Artificial intelligent assistant

What's the dimension of this vectorspace? Consider the concatenation operator, e.g. $(1,2)+(3,4)=(1,2,3,4)$. With the conceit that adjacent numbers can "cancel out", e.g. $(1,2)+(-2,3)=(1,3)$, this is a group. We can make it a vectorspace by the standard componentwise multiplication: $cx=(cx_1,cx_2,\dots)$. Note that any element in this vector space can be written as $\sum_i c_i(1)$ for some $c_i$. I'm wondering if this means that this vector space has dimension one, since a basis seems to be $\\{(1)\\}$? I have read that a vector space with a field $F$ and dimension $n$ is isomorphic to $F^n$ which would mean that my vectorspace is isomorphic to $\mathbb R$, which I don't think is true.

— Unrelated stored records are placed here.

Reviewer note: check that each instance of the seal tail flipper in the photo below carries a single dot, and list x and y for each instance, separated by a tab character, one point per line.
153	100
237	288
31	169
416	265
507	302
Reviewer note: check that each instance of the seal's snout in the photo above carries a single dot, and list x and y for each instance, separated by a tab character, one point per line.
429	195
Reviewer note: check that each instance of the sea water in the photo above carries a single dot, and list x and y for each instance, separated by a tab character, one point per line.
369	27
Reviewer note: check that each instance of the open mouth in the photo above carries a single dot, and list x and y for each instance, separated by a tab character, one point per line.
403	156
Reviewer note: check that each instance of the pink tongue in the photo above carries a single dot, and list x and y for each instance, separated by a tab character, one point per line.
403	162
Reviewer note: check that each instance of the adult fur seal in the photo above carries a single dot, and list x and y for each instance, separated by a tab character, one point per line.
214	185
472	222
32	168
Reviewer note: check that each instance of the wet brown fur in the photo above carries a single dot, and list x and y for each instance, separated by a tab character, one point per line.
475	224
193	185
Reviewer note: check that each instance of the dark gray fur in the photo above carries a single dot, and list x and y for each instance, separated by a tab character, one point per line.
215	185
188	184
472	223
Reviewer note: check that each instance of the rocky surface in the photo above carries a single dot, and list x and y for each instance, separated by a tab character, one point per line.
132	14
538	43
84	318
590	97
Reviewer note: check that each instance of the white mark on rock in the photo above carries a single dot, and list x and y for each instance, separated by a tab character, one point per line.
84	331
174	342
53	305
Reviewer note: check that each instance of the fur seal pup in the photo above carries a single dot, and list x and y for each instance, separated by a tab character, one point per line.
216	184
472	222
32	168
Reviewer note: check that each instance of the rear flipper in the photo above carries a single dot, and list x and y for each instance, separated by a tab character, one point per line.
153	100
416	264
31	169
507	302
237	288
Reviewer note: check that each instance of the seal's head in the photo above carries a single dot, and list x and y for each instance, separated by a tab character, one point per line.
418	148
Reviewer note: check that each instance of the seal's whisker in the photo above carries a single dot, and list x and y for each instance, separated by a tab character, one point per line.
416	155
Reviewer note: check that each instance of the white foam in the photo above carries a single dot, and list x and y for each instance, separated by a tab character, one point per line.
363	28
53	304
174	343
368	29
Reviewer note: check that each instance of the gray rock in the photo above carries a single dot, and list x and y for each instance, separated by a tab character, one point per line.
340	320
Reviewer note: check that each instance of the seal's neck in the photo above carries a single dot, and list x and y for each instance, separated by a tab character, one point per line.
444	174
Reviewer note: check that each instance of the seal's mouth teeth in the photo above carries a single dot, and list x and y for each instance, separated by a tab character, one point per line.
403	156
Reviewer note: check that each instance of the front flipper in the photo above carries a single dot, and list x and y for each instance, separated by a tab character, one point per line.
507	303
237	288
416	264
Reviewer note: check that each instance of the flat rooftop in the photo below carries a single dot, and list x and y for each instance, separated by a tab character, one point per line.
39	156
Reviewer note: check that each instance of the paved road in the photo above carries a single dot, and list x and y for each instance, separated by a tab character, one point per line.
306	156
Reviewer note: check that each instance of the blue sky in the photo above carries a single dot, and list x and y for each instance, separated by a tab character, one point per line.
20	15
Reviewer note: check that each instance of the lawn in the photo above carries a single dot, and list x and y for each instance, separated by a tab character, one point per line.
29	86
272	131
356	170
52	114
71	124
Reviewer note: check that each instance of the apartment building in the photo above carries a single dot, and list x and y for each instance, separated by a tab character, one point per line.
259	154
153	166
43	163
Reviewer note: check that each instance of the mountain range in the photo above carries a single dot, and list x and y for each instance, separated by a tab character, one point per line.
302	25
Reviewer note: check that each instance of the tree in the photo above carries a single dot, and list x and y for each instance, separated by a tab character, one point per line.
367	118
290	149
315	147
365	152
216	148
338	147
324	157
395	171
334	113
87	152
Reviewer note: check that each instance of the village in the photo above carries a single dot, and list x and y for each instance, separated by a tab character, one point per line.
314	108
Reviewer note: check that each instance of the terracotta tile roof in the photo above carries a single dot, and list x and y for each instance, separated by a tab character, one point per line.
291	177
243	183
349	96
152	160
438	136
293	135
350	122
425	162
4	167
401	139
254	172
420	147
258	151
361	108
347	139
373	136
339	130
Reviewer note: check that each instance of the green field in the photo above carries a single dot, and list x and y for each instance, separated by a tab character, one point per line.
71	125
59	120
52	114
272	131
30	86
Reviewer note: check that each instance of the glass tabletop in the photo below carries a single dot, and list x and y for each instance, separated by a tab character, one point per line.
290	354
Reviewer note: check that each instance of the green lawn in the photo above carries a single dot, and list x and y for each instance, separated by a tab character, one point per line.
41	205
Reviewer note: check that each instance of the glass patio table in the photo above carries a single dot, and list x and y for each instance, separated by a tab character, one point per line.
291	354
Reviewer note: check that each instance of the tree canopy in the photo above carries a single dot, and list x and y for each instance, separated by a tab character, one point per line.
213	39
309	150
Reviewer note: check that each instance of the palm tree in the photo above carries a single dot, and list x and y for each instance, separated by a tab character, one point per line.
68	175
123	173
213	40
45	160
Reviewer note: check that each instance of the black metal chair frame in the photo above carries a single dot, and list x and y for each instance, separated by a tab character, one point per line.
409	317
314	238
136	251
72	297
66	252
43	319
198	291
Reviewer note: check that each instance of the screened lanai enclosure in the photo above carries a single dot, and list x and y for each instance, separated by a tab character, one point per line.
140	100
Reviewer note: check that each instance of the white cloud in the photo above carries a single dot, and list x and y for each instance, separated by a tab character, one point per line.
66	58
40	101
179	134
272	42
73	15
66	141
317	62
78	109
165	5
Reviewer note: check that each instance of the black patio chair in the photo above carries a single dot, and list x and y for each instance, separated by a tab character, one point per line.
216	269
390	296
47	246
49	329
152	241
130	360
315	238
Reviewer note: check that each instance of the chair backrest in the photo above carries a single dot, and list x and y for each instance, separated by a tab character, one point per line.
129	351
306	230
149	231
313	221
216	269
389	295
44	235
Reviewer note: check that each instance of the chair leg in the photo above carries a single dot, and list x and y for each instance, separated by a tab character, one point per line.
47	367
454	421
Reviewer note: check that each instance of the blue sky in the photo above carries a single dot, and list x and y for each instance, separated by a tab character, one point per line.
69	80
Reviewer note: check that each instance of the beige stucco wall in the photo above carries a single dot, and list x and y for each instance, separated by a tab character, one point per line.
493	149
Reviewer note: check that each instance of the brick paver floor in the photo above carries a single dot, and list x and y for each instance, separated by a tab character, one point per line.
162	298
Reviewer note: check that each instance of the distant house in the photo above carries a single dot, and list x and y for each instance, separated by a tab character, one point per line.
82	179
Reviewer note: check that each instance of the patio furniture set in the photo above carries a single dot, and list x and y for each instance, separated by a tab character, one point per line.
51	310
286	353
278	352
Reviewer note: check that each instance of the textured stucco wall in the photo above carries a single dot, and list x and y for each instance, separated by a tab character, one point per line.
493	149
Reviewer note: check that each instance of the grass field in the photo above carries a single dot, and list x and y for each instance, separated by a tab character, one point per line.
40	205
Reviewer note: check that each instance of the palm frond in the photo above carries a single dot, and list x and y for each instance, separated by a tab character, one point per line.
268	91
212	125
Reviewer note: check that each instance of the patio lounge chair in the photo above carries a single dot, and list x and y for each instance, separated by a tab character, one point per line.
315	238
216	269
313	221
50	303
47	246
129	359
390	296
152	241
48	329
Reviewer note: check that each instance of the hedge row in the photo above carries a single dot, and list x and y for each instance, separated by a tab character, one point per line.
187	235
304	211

This is not a vector space. Vadim123 and Tobias Kildetoft already pointed out that the underlying additive group is not abelian. Also in a vector space the axiom $$ (a+b)X=aX+bX $$ is required to hold for all scalars $a,b$ and vectors $X$. But here if $X=(1,2)$, $a=3$, $b=4$, then $$ (a+b)X=7X=(7,14)\qquad\text{but}\qquad aX+bX=(3,6)+(4,8)=(3,6,4,8). $$ Allowing permutations won't help.